[Paper Notes] EquiBim: Learning Symmetry-Equivariant Policy for Bimanual Manipulation

10 minute read

Published:

This post supports English / 中文 switching via the site language toggle in the top navigation.

TL;DR

EquiBim is a simple but useful idea for bimanual imitation learning: if a task is left-right symmetric, then the policy should behave consistently when the observation is mirrored and the two arms are swapped. Instead of building a special equivariant neural architecture, the paper adds a prediction-level regularization term:

\[ L_{sym} = |\pi(S(O)) - S(\pi(O))|_2^2 \]
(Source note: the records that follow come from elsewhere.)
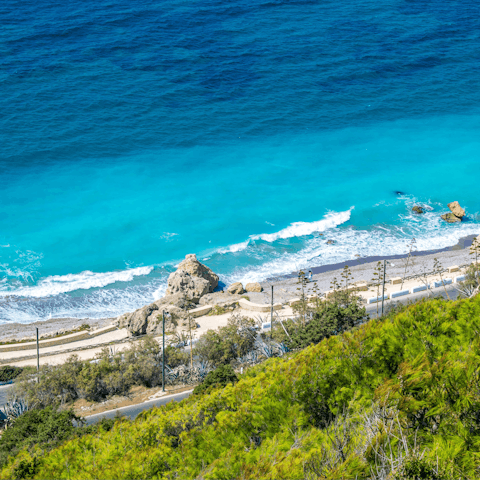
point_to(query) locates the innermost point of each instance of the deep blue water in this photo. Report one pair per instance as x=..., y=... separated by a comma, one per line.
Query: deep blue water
x=133, y=133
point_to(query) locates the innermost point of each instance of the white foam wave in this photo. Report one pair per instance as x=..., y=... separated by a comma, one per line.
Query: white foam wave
x=296, y=229
x=300, y=229
x=430, y=232
x=58, y=284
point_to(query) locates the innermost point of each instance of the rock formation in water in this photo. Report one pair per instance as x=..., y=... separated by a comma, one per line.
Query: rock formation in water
x=456, y=213
x=192, y=278
x=186, y=286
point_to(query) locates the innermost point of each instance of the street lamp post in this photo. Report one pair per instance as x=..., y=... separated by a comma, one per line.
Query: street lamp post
x=163, y=351
x=383, y=289
x=271, y=315
x=38, y=356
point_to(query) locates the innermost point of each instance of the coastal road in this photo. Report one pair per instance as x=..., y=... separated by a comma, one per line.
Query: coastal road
x=437, y=292
x=133, y=410
x=4, y=391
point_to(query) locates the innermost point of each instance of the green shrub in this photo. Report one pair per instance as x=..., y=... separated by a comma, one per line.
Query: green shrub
x=8, y=373
x=221, y=376
x=227, y=343
x=355, y=405
x=26, y=469
x=37, y=427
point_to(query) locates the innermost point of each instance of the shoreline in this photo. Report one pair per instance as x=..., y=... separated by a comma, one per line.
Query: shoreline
x=285, y=287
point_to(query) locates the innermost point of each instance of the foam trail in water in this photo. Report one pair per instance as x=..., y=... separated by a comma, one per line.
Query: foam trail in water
x=429, y=230
x=58, y=284
x=296, y=229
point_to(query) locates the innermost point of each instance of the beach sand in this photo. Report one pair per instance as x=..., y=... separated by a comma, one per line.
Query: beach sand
x=285, y=288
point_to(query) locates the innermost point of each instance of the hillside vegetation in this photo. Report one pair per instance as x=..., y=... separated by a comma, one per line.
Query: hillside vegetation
x=397, y=397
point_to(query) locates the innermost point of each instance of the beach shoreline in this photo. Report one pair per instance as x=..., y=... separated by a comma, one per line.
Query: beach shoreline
x=286, y=287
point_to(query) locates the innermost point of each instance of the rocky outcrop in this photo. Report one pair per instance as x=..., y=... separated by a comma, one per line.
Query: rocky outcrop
x=136, y=323
x=450, y=218
x=191, y=287
x=148, y=319
x=177, y=300
x=418, y=209
x=192, y=278
x=253, y=287
x=456, y=209
x=186, y=286
x=456, y=215
x=235, y=288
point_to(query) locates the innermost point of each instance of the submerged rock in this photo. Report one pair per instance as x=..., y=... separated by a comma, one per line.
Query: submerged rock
x=456, y=209
x=418, y=209
x=450, y=218
x=253, y=287
x=235, y=288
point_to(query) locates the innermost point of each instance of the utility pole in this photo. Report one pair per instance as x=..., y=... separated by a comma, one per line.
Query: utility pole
x=38, y=356
x=383, y=290
x=163, y=351
x=271, y=315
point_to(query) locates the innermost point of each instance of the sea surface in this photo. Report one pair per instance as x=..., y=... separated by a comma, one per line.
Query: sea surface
x=247, y=132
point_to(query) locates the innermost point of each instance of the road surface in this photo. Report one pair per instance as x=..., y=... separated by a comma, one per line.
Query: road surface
x=4, y=391
x=133, y=410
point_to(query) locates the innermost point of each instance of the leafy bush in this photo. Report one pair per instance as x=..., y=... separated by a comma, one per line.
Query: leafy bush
x=396, y=396
x=110, y=375
x=36, y=427
x=221, y=376
x=227, y=343
x=8, y=373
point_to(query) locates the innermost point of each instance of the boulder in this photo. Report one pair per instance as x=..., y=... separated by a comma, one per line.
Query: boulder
x=191, y=287
x=253, y=287
x=136, y=323
x=154, y=321
x=148, y=319
x=178, y=300
x=418, y=209
x=235, y=288
x=450, y=218
x=192, y=279
x=456, y=209
x=220, y=298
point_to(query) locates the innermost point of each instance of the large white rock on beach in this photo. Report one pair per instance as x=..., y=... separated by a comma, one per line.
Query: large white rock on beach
x=148, y=319
x=456, y=209
x=235, y=288
x=253, y=287
x=192, y=278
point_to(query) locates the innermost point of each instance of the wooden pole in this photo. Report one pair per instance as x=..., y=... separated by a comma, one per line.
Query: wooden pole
x=271, y=315
x=163, y=352
x=38, y=356
x=383, y=289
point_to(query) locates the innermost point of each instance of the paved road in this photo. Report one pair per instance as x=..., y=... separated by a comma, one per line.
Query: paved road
x=4, y=391
x=437, y=292
x=134, y=410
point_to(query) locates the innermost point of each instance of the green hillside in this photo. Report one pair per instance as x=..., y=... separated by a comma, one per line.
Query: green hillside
x=394, y=398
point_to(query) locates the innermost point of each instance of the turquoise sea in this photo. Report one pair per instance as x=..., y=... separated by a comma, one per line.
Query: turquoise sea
x=249, y=133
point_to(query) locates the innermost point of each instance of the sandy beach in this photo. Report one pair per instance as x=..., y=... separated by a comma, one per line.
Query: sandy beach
x=285, y=288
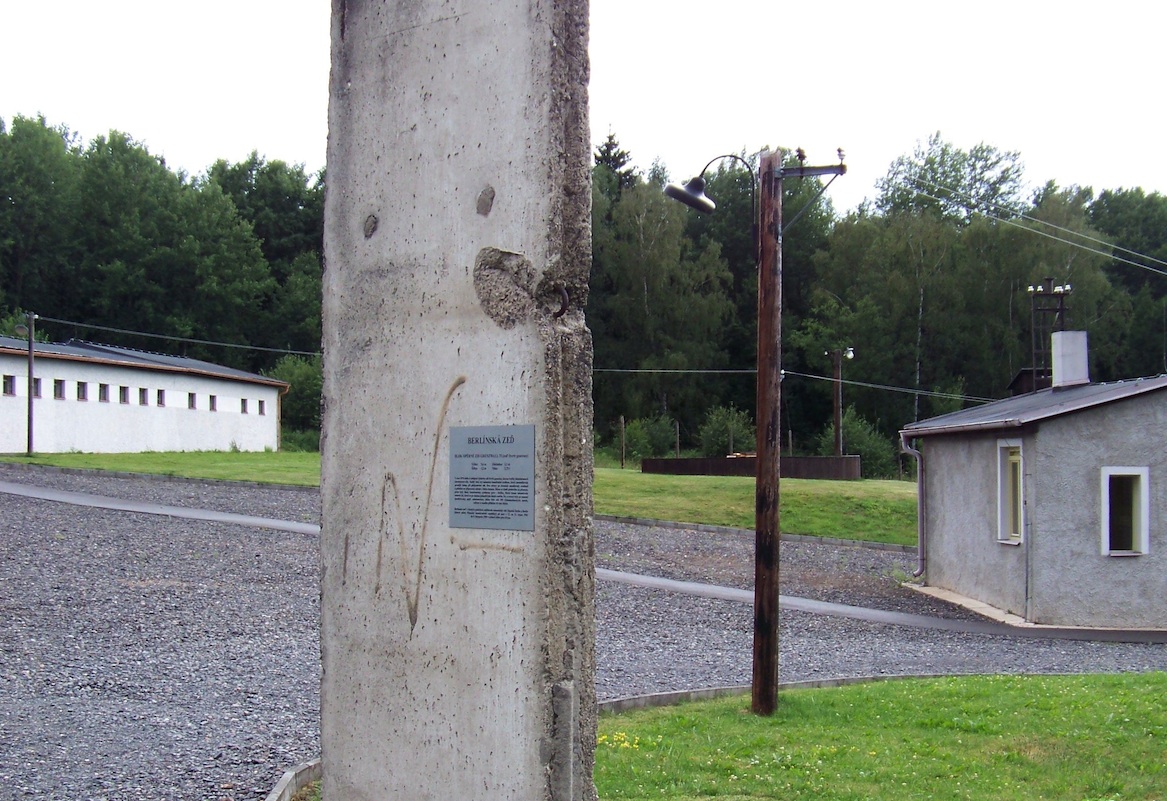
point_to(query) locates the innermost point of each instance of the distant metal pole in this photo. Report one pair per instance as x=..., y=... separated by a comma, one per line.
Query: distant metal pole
x=32, y=380
x=764, y=688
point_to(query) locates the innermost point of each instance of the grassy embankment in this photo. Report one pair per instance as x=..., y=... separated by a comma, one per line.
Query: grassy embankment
x=869, y=510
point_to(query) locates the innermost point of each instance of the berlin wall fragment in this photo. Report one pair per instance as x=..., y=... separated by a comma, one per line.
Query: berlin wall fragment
x=458, y=577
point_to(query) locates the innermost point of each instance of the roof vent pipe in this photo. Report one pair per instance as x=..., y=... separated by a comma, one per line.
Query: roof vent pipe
x=1071, y=359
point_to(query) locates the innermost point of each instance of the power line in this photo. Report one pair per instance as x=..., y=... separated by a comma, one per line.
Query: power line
x=175, y=339
x=970, y=203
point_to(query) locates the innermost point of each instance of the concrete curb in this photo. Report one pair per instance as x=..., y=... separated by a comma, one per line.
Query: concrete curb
x=154, y=476
x=728, y=529
x=295, y=779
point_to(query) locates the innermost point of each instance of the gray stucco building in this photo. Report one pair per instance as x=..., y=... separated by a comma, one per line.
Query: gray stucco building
x=1052, y=506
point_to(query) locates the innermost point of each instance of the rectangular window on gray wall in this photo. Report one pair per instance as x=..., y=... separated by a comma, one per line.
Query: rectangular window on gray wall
x=1125, y=510
x=1010, y=492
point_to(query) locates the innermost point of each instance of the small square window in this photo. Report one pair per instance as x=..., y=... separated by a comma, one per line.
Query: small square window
x=1125, y=510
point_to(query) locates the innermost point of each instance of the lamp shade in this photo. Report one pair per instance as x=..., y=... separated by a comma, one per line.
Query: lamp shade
x=692, y=194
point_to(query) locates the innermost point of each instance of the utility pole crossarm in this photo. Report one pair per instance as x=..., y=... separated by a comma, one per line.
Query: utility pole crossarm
x=811, y=172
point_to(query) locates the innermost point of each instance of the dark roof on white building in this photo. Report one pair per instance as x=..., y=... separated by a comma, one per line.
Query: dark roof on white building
x=128, y=357
x=1033, y=408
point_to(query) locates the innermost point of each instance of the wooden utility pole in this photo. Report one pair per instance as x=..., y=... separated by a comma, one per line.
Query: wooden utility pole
x=837, y=354
x=764, y=690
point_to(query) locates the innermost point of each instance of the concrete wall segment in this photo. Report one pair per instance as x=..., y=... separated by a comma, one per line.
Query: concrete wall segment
x=458, y=663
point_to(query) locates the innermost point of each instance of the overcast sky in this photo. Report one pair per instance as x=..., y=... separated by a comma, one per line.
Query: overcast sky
x=1075, y=86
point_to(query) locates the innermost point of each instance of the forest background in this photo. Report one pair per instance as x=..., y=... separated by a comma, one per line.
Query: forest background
x=928, y=283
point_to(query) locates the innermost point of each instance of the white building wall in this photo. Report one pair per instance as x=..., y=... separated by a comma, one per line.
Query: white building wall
x=112, y=426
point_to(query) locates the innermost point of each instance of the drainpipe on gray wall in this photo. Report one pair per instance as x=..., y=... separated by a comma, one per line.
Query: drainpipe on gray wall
x=921, y=551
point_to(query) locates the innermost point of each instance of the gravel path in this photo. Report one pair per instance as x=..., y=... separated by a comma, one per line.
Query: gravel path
x=153, y=657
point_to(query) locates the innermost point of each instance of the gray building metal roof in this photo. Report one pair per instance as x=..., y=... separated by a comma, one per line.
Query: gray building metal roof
x=1033, y=408
x=128, y=357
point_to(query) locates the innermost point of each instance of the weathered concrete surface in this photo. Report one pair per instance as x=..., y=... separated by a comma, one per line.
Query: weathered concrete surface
x=458, y=663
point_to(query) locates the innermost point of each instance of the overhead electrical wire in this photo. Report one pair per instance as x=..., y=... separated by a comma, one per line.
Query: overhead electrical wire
x=970, y=204
x=175, y=339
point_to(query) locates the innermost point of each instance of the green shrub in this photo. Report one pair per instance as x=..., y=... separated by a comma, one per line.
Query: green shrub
x=877, y=453
x=722, y=425
x=300, y=408
x=649, y=437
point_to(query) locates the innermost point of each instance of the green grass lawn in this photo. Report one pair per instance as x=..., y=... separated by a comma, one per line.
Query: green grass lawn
x=868, y=510
x=1007, y=738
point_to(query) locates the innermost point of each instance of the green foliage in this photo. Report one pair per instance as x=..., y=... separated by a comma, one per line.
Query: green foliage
x=300, y=406
x=726, y=430
x=107, y=235
x=877, y=452
x=649, y=437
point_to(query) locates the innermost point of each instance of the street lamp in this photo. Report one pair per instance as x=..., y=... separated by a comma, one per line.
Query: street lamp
x=29, y=327
x=768, y=252
x=837, y=357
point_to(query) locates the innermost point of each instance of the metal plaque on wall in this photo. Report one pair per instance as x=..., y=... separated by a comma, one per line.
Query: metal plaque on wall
x=491, y=476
This makes EquiBim model-agnostic. It can be attached to image policies, point-cloud policies, joint-space actions, or end-effector actions, as long as the symmetry transform \(S\) is defined for both observations and actions. In simulation on RoboTwin and real-world experiments on a dual LeRobot SO101 setup, the method improves average success and robustness under mirrored or shifted object distributions.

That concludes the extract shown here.